Não era pra eu me sentir tão deprimido depois de como meus últimos dias foram bons demais. Juro que eu estava achando que estava melhorando na parte de controlar meus sentimentos. Hannah estava me ajudando muito nisso, porque era fácil demais ser genuíno com ela. Nos dois nos entendíamos. Ela me entendia.

Mas não estava esperando dar de cara um um palhaço hoje e me lembrar do que não deveria. Pensando dessa forma, isso soa tão bobo que fico constrangido pra caramba. É só um cara vestido de palhaço, mas simplesmente não consigo suportar a onda de tristeza e dor que esmaga meu coração com força. É rápido demais pra que eu possa me preparar.

Estava tudo indo tão bem. Hannah parecia tão feliz e eu estava feliz. Mas não consegui pensar em nada além de sair daquela praça quando o vi. Deveria ter falado com ela. Ter avisado. Mas minhas pernas já tinha se movido por conta própria e quando percebi, já estava longe demais. Já não via mais ele e muito menos ela.

Chutei a neve pelo caminho, tentando aliviar o nó na minha garganta, além do peso nos meus ombros. O chocolate quente nas minhas mãos já parecia uma pedra de gelo, completamente esquecido. O joguei na primeira lata de lixo que encontrei, assim que cheguei em outra praça, que estava praticamente vazia. As poucas árvores devoradas pro Natal, além de um lado iluminado no centro.

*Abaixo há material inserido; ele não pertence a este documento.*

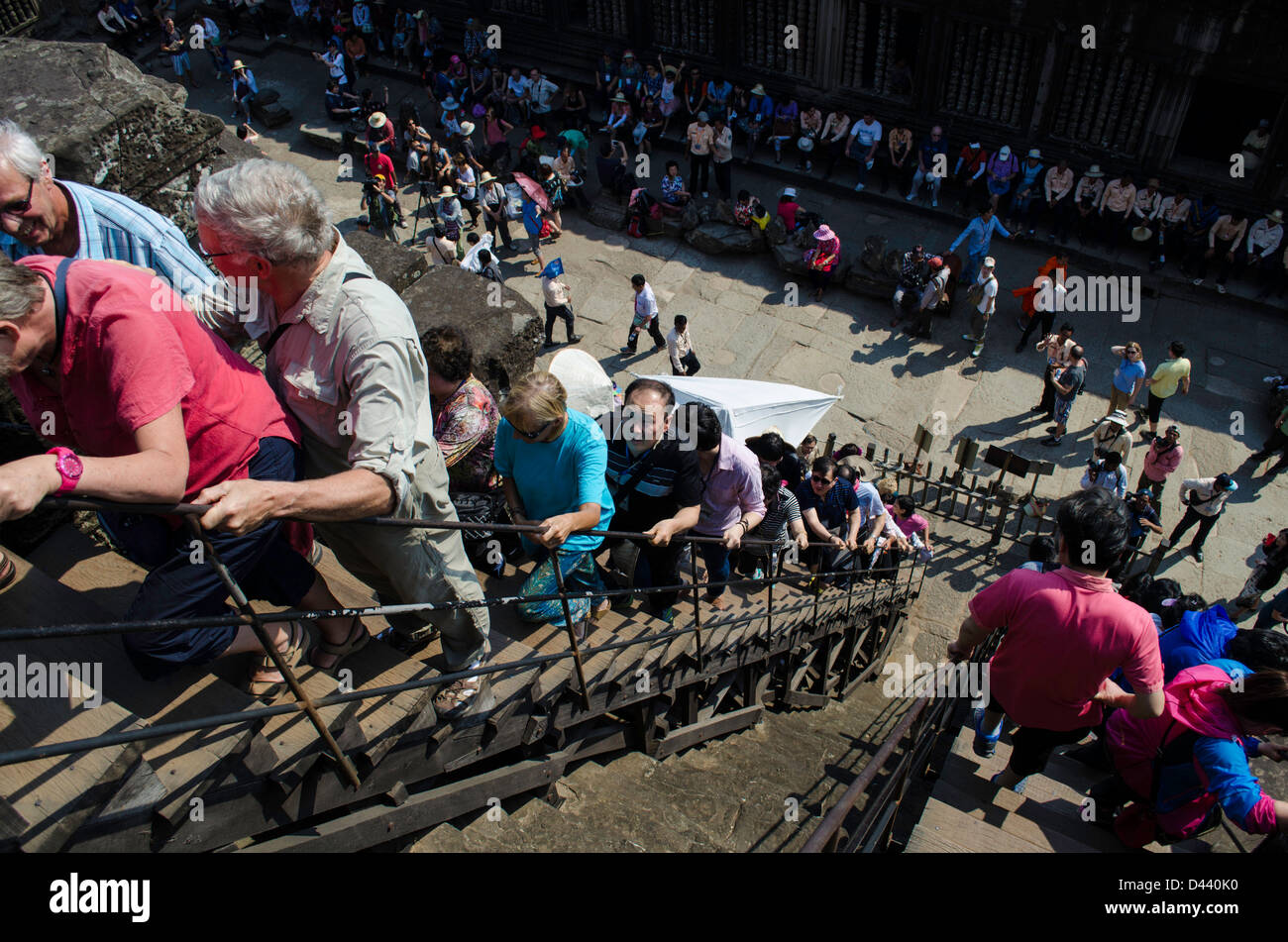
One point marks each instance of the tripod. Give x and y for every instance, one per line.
x=420, y=201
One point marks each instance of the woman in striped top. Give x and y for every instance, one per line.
x=782, y=524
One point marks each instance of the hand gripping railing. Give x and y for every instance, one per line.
x=879, y=813
x=309, y=705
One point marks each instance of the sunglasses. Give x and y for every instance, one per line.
x=207, y=255
x=18, y=207
x=539, y=433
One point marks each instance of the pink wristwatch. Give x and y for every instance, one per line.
x=68, y=466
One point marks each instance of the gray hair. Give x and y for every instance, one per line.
x=20, y=150
x=267, y=209
x=21, y=289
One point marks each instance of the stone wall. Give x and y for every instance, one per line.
x=108, y=125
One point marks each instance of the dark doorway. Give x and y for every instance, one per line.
x=1220, y=116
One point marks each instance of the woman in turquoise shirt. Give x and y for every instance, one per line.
x=553, y=460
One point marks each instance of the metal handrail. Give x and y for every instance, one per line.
x=825, y=838
x=309, y=705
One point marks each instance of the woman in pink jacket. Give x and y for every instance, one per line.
x=1180, y=767
x=1162, y=459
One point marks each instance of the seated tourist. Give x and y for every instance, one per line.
x=553, y=461
x=782, y=528
x=1176, y=770
x=1067, y=632
x=732, y=501
x=465, y=414
x=674, y=194
x=656, y=485
x=158, y=408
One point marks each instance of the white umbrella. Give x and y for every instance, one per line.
x=747, y=407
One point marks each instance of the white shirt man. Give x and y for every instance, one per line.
x=542, y=91
x=1263, y=237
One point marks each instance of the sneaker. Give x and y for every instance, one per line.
x=1018, y=787
x=986, y=743
x=464, y=696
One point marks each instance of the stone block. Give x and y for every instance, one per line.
x=505, y=339
x=395, y=265
x=717, y=238
x=606, y=211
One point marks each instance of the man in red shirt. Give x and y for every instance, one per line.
x=159, y=408
x=378, y=163
x=1065, y=632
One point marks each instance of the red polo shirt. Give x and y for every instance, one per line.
x=380, y=163
x=125, y=364
x=1065, y=633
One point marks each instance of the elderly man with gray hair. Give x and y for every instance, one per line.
x=43, y=215
x=343, y=356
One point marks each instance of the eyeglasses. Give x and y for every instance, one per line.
x=539, y=433
x=207, y=255
x=17, y=209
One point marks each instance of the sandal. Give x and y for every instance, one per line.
x=294, y=655
x=355, y=641
x=7, y=571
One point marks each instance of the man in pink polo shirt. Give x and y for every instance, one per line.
x=159, y=408
x=1065, y=632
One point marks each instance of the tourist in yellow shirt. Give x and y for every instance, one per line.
x=1168, y=376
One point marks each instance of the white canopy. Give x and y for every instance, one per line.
x=590, y=390
x=747, y=407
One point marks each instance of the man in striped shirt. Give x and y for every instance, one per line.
x=43, y=215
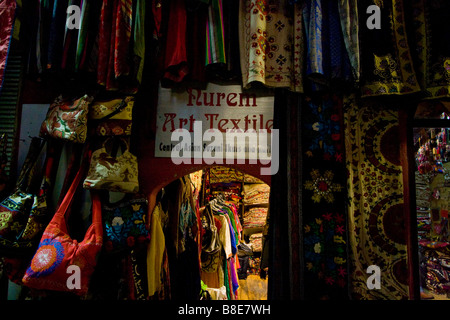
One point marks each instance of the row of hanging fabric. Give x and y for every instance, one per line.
x=242, y=39
x=193, y=250
x=221, y=237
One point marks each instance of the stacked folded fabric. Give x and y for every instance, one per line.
x=256, y=242
x=251, y=179
x=257, y=193
x=255, y=217
x=224, y=174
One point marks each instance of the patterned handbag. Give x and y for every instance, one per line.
x=211, y=246
x=113, y=117
x=113, y=172
x=24, y=214
x=67, y=119
x=124, y=223
x=58, y=254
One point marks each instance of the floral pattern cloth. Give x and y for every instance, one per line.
x=271, y=41
x=375, y=213
x=67, y=120
x=431, y=37
x=113, y=173
x=387, y=65
x=324, y=215
x=125, y=223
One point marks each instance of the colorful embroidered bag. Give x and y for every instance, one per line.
x=124, y=223
x=113, y=172
x=67, y=119
x=112, y=117
x=24, y=214
x=58, y=255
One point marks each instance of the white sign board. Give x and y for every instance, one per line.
x=242, y=120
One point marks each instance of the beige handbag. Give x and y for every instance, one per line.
x=112, y=172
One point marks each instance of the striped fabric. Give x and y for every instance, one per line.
x=215, y=34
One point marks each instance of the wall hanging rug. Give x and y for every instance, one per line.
x=324, y=206
x=57, y=251
x=376, y=221
x=267, y=32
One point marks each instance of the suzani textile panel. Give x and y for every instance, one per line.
x=375, y=191
x=324, y=200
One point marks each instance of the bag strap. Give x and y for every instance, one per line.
x=66, y=203
x=72, y=169
x=120, y=106
x=115, y=146
x=29, y=165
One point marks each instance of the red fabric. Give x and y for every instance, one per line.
x=7, y=11
x=176, y=57
x=49, y=268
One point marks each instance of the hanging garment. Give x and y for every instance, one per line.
x=327, y=59
x=215, y=38
x=386, y=61
x=348, y=10
x=56, y=41
x=7, y=12
x=175, y=62
x=268, y=34
x=114, y=37
x=139, y=38
x=197, y=13
x=376, y=216
x=70, y=43
x=155, y=252
x=104, y=40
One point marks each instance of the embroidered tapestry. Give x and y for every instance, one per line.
x=268, y=32
x=375, y=213
x=324, y=183
x=386, y=62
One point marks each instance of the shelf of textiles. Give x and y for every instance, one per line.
x=256, y=207
x=249, y=260
x=222, y=180
x=433, y=150
x=423, y=223
x=436, y=266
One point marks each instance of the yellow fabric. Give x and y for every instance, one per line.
x=155, y=252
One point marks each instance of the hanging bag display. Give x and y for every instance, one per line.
x=58, y=255
x=125, y=223
x=67, y=119
x=24, y=214
x=112, y=172
x=113, y=117
x=211, y=246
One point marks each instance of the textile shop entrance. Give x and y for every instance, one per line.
x=210, y=227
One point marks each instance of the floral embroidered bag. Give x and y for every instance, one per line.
x=58, y=255
x=24, y=213
x=67, y=119
x=113, y=117
x=112, y=172
x=124, y=223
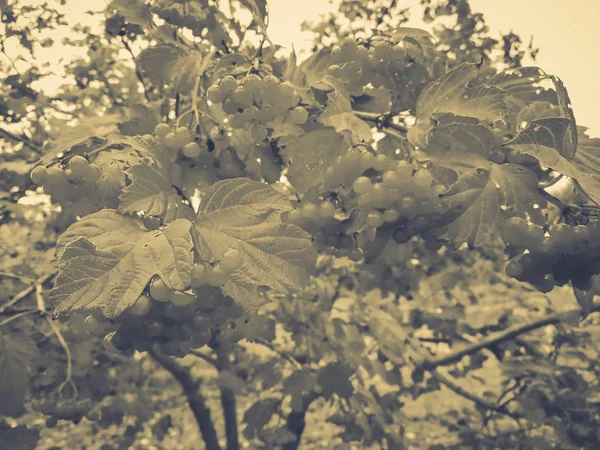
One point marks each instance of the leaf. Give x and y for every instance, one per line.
x=16, y=351
x=151, y=189
x=176, y=66
x=78, y=139
x=134, y=11
x=334, y=378
x=587, y=161
x=19, y=437
x=142, y=120
x=459, y=143
x=339, y=115
x=452, y=94
x=547, y=140
x=259, y=415
x=303, y=380
x=389, y=335
x=492, y=197
x=311, y=155
x=106, y=260
x=244, y=214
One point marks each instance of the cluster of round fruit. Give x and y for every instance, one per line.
x=68, y=184
x=172, y=322
x=400, y=195
x=380, y=63
x=252, y=102
x=563, y=254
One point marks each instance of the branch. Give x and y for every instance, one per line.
x=274, y=350
x=380, y=119
x=497, y=338
x=138, y=74
x=296, y=421
x=482, y=403
x=228, y=402
x=26, y=142
x=206, y=358
x=196, y=400
x=25, y=292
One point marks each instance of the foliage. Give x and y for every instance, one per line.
x=210, y=196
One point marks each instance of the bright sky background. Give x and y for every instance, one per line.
x=567, y=33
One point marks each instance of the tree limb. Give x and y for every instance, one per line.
x=196, y=400
x=228, y=402
x=26, y=142
x=497, y=338
x=296, y=421
x=482, y=403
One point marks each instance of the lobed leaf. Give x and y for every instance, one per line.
x=244, y=214
x=106, y=260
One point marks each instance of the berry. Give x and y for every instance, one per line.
x=191, y=150
x=38, y=174
x=231, y=260
x=159, y=291
x=161, y=130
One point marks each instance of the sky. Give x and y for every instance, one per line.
x=567, y=34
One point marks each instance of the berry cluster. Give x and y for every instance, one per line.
x=173, y=322
x=560, y=255
x=253, y=102
x=70, y=183
x=402, y=194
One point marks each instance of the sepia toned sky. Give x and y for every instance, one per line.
x=567, y=33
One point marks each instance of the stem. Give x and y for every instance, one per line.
x=228, y=402
x=296, y=422
x=137, y=71
x=482, y=403
x=25, y=292
x=206, y=358
x=16, y=316
x=497, y=338
x=14, y=137
x=196, y=400
x=64, y=345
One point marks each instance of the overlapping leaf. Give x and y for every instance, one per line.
x=243, y=214
x=105, y=261
x=452, y=94
x=80, y=138
x=311, y=155
x=459, y=143
x=16, y=351
x=177, y=66
x=547, y=140
x=485, y=200
x=339, y=115
x=587, y=161
x=151, y=189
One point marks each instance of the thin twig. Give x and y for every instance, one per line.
x=16, y=316
x=65, y=346
x=25, y=292
x=274, y=350
x=206, y=358
x=137, y=71
x=482, y=403
x=196, y=400
x=497, y=338
x=25, y=141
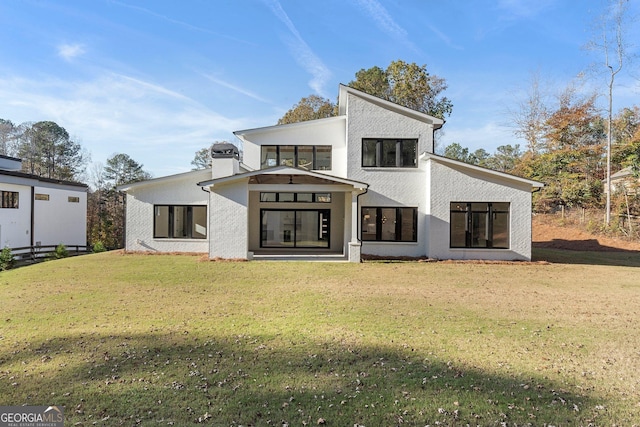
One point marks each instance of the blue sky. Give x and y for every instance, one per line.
x=160, y=79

Passei a mão no rosto ao me sentar em um banco, antes de colocar meus cotovelos nos joelhos e deixar minha cabeça cair nas mãos. Contei cada respiração que tive, por uns bons minutos, até um pouco daquela sensação pesada e afiada ir embora, aliviando um pouco a tensão no meu coração.

Quando ergui a cabeça de novo, encarei aquele lago iluminado, com a água toda congelada. Minha respiração saiu pesada, como uma fumaça branca. Esfreguei as mãos na calça antes de enfia-las no bolso. Não estava me sentindo nem perto de melhor, mas agora conseguia pensar direito e deveria avisar Hannah. Deveria pedir desculpas e dizer onde eu estava.

Tinha a certeza de que Hannah podia imaginar o que aconteceu. Ela sabia do meu problema com palhaços, então óbvio que podia imaginar. Mas ela deveria estar preocupada comigo. E só isso era suficiente para fazer com que eu me sentisse mal de novo, porque eu não queria passar por isso e não queria fazer Hannah passar por isso.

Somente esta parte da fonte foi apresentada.